By combining the results, the PHDs-seq is considered to meet the requirements of high-throughput screening in terms of accuracy, sensitivity and parallelism, and can be used for actual screening.
Example 3 screening of small molecules Using human keloid fibroblasts reprogrammed to adipocyte System
In previous reports on keloids, studies have shown that BMP4 increases the induction rate of KF into adipocytes, the inventors tried to repeat these results, cells were switched to maintenance medium four days after induction medium, and samples were taken and identified on the tenth two days, and from the results, BMP4 did indeed work well, increasing the number of cells positive for oil red O and increasing the expression level of FABP4 and ADIPOQ (fig. 5A and B), positive ratios were also increased from-5% to-20% (fig. 5C), while we found that BMP4 works with a dose effect (fig. 5D), BMP4 effects were significantly impaired when the BMP4 signaling pathway was blocked with dormorphin and DMH1 small molecules, again demonstrating that BMP4 was very significant on fat induction.

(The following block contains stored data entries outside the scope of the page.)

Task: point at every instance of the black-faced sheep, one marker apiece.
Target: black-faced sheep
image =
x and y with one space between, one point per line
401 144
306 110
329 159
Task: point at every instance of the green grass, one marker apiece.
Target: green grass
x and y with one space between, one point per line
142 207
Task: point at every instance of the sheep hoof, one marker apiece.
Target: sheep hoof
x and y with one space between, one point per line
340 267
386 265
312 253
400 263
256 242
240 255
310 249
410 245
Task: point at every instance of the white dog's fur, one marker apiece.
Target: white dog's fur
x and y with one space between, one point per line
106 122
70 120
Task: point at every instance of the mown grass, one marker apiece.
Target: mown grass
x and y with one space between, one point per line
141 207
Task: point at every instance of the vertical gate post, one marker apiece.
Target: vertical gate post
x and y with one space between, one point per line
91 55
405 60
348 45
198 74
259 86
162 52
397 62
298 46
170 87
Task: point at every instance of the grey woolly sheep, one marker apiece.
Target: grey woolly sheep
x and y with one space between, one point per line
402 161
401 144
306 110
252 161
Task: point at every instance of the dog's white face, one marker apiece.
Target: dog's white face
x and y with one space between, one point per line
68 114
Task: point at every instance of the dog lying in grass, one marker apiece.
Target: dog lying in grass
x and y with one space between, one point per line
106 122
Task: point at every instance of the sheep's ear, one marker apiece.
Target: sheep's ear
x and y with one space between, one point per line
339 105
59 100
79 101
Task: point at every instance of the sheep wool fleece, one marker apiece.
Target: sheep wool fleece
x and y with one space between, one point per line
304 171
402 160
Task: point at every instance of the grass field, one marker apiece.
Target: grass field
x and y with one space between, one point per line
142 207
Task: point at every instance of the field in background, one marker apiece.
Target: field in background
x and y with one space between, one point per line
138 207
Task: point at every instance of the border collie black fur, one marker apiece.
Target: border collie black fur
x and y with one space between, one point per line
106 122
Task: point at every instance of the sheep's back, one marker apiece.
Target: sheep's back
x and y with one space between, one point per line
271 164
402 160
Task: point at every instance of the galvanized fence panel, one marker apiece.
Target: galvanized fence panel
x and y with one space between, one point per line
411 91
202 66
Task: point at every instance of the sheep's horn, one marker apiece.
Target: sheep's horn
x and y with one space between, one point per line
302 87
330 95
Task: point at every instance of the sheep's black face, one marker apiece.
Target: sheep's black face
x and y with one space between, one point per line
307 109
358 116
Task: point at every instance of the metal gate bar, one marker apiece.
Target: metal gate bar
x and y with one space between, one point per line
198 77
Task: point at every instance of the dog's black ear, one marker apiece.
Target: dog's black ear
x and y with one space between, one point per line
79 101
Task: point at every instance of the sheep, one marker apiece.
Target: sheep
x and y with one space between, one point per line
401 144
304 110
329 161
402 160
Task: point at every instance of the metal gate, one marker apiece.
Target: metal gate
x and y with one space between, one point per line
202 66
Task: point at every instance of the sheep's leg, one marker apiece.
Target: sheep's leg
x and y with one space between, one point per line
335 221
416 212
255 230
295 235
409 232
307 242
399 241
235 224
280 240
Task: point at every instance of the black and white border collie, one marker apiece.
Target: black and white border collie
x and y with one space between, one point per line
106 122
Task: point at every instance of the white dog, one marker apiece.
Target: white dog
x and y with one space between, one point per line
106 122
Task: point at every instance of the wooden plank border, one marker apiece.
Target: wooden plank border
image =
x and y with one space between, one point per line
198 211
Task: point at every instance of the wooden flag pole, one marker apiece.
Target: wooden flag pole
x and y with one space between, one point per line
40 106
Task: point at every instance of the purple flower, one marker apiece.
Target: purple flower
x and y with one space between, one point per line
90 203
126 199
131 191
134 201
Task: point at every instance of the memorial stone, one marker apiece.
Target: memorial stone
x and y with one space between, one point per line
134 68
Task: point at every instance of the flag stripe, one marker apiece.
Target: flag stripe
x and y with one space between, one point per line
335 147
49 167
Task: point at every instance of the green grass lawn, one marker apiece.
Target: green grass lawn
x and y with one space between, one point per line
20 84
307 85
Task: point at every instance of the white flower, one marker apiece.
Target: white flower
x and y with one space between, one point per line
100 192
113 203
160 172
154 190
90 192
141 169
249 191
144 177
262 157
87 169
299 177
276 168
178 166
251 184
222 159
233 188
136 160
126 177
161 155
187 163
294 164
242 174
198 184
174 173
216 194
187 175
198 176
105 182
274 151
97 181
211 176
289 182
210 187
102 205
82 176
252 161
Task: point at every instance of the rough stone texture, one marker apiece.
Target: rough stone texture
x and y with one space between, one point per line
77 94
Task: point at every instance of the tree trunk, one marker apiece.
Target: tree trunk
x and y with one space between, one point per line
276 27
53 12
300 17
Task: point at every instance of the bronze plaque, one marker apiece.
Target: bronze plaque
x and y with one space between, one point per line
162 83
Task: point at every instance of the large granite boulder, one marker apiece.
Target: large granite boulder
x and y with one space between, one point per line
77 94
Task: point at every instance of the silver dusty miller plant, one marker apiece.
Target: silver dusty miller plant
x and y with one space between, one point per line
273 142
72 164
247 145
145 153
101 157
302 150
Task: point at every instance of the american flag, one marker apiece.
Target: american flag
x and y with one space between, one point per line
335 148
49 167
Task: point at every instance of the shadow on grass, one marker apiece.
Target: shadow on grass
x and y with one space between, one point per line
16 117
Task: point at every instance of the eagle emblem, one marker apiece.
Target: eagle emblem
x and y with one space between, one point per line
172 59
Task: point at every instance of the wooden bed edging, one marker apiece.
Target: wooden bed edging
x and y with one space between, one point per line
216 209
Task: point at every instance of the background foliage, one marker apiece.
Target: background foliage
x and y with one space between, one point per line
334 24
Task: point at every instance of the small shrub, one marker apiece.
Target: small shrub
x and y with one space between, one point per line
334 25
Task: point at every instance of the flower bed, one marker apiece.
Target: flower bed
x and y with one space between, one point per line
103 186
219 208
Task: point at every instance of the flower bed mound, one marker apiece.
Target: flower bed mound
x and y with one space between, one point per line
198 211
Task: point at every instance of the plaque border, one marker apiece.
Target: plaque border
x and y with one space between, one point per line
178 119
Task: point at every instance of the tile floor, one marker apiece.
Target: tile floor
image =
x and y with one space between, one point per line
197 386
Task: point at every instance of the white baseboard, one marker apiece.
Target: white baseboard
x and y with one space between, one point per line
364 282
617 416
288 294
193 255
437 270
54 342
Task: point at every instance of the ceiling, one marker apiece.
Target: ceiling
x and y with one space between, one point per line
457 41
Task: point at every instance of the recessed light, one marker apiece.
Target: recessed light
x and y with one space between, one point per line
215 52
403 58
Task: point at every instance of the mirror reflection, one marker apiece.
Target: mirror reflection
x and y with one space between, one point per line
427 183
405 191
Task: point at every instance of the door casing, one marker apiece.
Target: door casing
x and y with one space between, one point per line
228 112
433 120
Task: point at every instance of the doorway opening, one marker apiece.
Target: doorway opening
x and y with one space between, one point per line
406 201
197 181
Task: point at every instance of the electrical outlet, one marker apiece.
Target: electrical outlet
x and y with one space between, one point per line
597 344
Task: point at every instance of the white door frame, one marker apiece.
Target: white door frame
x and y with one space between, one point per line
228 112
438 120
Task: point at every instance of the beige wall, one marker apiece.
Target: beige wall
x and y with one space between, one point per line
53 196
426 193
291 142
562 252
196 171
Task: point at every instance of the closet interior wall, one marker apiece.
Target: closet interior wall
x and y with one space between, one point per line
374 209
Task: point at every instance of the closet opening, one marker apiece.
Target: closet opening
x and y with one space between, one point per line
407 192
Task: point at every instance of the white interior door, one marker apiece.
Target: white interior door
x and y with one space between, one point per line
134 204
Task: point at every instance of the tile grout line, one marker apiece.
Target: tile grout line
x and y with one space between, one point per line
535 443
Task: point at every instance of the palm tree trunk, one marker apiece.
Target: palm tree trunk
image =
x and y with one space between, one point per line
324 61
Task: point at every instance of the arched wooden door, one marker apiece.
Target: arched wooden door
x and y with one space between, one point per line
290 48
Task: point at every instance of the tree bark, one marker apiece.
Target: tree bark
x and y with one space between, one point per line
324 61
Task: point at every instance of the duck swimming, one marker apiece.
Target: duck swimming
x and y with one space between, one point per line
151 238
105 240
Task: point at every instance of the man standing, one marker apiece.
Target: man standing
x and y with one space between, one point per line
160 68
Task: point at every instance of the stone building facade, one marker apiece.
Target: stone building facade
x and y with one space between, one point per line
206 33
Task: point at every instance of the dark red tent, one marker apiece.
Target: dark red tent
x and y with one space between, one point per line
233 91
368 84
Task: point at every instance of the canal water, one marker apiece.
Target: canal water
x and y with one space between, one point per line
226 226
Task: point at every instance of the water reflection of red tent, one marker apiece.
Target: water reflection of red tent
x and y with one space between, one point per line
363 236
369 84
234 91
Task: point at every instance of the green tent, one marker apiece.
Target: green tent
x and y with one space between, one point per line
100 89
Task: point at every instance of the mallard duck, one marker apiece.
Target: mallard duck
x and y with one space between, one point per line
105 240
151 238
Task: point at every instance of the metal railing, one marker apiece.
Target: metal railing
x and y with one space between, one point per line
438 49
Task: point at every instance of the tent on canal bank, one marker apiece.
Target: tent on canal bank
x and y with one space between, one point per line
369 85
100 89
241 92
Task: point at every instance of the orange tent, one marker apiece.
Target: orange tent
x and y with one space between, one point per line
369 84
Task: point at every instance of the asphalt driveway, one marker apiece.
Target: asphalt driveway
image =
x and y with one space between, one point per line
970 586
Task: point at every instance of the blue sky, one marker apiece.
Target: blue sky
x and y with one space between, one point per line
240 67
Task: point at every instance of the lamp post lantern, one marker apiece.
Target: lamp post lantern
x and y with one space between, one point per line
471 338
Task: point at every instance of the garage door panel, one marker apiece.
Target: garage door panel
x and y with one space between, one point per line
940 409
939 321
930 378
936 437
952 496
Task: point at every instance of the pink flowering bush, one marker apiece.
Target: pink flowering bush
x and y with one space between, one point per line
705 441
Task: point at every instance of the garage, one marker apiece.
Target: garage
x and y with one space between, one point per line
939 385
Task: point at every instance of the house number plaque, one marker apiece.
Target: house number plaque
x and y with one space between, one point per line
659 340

The inventors then wanted to know that the presence of small molecules independent of BMP4 would have a similar or even better effect on fat induction? With this problem, the inventors gathered about 130 small molecules or protein factors that are commonly used in cell reprogramming systems, which cover the vast majority of signal pathways, and screened on KF cells with the PHDs-seq screening system currently developed (fig. 6A). Considering that adipocytes are classified into white fat and brown fat cells, and that white fat cells can be converted into brown fat cells under a specific treatment, it is also conceivable to further distinguish which type of cells a small molecule having an effect has an effect on. According to the prior art, the components triiodothyronine, rosiglitazone and cotisol of small molecules which promote white and brown adipocytes in AD culture medium are removed, only three small molecules which can promote white and brown adipocytes, namely 1% ITS, 0.5mM isobutylmethylxanthine and 1uM dexamethame, are reserved, the three small molecules form an MDI culture medium, the MDI is taken as a basic culture medium, the collected small molecules are screened, and after four days of induction, the small molecules are changed into DMEM+1% ITS culture medium, and the samples are collected on the eighth day to be subjected to library-building and sequencing. From the sequencing results, most small molecules have no promotion effect on the expression of characteristic genes of adipocytes, but the PPARG activator Rosilitazone and the component FSK in AD can promote the expression of FABP4 and ADIPOQ, and can be clustered together well, and meanwhile, the DNA methyltransferase inhibitors Decitabine and the TGF beta inhibitors SD_208, repsox and SB431542 can also slightly improve the expression level of the two genes (FIG. 6B). In terms of cell fibrosis, only the down-regulating effect of lithiolic Acid on COL1A1 and COL3A1 was evident, and the remaining small molecules were not active (fig. 6B). By PCA analysis, small molecule treated samples such as Rosiglitazone, forskolin, decitabine, SD _208, repox and SB431542 were found to be well separated from the rest and closer to AD samples (fig. 6C).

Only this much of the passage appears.